Nachbeben und Erdbebenschäden: Schulen in Davao Occidental bleiben geschlossen
Die Provinzregierung von Davao Occidental hat den Unterrichtsausfall und den Einsatz alternativer Lernmethoden nach dem schweren Erdbeben der Stärke 7,8 verlängert.
Gouverneur Franklin P. Bautista unterzeichnete am 5. Juli 2026 die Verordnung Nr. 76, Serie 2026. Sie verpflichtet alle Schulen, Sicherheitsmaßnahmen beizubehalten. Die Entscheidung basiert auf den Empfehlungen des Provincial Disaster Risk Reduction and Management Office (PDRRMO) und der DepEd Order No. 014, Serie 2026.
In den Gemeinden Malita, Santa Maria und Don Marcelino, die unter der HINAY (Ease In) Stufe klassifiziert sind, sollen alternative Lernmethoden weitergeführt werden. Die Schulleiter entscheiden über die passende Lernform.
In den Gemeinden Jose Abad Santos und Sarangani, die unter der HINTO (Stop) Stufe stehen, bleiben alle Unterrichtsaktivitäten ausgesetzt. Schulen sollen sich auf das Wohlbefinden der Schüler und des Personals konzentrieren.
Die Provinzregierung hat auch die Durchführung von psychologischen Hilfemaßnahmen und Stressdebriefings angeordnet. Diese Maßnahmen sollen die emotionalen und psychologischen Auswirkungen des Erdbebens mindern.
Das Provincial Disaster Risk Reduction and Management Council (PDRRMC) überwacht die Lage kontinuierlich. Es kann zusätzliche Maßnahmen vorschlagen, wenn die Bedingungen es erfordern.
Das Department of Science and Technology-Philippine Institute of Volcanology and Seismology (DOST-Phivolcs) meldete bis zum 5. Juli 11.870 Nachbeben. Davon wurden 3.211 Nachbeben erfasst und 116 von den Bewohnern gespürt.
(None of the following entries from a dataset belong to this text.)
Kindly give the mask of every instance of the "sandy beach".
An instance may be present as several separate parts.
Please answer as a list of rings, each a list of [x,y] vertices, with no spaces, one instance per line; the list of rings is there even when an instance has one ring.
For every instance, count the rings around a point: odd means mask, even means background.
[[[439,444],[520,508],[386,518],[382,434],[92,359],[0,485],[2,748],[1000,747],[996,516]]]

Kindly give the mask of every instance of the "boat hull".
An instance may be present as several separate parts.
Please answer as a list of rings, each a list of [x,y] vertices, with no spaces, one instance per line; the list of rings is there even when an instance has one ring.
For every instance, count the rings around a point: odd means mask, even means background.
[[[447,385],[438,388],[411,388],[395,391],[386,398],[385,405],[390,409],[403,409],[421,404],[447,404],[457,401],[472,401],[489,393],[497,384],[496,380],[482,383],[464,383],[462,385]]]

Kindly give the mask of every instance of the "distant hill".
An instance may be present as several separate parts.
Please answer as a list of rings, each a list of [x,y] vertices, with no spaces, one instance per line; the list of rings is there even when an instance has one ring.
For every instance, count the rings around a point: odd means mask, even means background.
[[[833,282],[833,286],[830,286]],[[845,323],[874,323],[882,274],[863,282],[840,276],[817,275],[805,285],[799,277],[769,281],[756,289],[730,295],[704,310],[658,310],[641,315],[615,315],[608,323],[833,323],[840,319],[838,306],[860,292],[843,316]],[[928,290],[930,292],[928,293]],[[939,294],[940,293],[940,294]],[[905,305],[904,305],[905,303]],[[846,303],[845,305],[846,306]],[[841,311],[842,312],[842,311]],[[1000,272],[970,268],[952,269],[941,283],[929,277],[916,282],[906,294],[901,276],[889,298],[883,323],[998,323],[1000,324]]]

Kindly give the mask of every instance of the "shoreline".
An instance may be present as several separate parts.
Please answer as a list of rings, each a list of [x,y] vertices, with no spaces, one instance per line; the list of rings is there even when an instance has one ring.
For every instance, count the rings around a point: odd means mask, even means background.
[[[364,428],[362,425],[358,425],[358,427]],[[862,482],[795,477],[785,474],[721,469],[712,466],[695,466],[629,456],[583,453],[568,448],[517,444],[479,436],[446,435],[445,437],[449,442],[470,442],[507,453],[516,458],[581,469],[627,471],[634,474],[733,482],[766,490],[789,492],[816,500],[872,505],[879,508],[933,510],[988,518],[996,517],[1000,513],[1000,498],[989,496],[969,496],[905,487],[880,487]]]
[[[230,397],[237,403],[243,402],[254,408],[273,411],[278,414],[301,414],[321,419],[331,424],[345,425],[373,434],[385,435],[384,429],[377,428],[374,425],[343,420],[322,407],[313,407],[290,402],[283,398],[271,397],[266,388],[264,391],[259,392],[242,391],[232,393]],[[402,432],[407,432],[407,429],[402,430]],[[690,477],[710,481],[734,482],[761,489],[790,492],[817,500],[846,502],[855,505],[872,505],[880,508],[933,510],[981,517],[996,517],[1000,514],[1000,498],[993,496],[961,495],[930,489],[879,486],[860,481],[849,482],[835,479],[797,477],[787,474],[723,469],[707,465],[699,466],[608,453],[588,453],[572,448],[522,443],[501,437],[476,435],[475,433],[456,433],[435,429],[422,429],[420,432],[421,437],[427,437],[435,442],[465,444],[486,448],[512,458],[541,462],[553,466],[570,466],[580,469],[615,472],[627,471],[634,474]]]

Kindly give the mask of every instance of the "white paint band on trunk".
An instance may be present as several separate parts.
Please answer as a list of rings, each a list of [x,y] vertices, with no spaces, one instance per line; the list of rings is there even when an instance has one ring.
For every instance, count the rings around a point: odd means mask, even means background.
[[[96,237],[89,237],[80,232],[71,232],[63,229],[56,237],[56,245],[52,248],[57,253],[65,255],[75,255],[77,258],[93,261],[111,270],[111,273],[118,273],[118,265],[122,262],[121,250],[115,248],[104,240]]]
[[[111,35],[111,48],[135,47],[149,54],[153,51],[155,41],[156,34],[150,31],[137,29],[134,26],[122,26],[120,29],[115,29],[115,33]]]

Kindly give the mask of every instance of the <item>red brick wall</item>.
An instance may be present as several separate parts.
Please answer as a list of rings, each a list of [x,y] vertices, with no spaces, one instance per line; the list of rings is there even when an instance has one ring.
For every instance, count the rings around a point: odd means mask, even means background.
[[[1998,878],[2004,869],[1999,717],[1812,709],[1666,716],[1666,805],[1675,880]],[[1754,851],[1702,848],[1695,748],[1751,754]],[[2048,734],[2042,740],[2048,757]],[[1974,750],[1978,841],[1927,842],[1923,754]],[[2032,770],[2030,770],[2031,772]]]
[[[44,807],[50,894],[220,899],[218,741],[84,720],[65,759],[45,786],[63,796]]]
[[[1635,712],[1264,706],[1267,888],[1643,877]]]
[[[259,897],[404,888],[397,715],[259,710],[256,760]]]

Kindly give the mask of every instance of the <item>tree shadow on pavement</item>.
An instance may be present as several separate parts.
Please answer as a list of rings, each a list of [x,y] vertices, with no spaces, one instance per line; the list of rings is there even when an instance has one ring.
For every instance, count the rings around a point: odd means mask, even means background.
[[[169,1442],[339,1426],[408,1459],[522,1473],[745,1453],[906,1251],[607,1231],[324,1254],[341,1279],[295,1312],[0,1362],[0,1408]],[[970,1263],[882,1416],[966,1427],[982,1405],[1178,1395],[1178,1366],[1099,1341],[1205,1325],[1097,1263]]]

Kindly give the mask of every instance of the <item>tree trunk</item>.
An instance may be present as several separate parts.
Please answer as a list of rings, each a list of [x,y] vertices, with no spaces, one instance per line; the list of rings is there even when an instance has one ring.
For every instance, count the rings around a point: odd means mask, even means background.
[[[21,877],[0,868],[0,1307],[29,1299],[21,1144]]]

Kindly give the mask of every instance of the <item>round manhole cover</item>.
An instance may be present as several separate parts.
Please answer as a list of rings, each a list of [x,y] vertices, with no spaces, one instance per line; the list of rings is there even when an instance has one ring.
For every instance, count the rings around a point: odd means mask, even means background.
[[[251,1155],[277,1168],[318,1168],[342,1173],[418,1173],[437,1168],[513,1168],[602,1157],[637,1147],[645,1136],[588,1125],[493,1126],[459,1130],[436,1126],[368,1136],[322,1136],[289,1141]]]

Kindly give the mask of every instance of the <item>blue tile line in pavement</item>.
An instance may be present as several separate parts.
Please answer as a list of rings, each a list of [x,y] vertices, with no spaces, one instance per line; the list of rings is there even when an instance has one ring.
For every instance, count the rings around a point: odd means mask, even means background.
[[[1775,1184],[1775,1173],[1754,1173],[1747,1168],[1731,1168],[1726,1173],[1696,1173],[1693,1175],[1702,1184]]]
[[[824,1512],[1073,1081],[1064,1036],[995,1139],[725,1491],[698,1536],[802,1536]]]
Die Behörden warnen vor anhaltenden Nachbeben und rufen die Bevölkerung zur Wachsamkeit auf. Sie sollen sich über offizielle Mitteilungen informieren und die Anweisungen der lokalen Katastrophenschutzbehörden befolgen.
Die Provinzregierung von Davao Occidental überwacht weiterhin sechs Erdrutschereignisse in der Gemeinde Jose Abad Santos. Intermittierende Regenfälle behindern die Bewertungs- und Hilfsmaßnahmen in den betroffenen Gebieten.
Bis zum 5. Juli meldete das National Disaster Risk Reduction and Management Council (NDRRMC) 92 Todesopfer durch das Erdbeben der Stärke 7,8 am 8. Juni.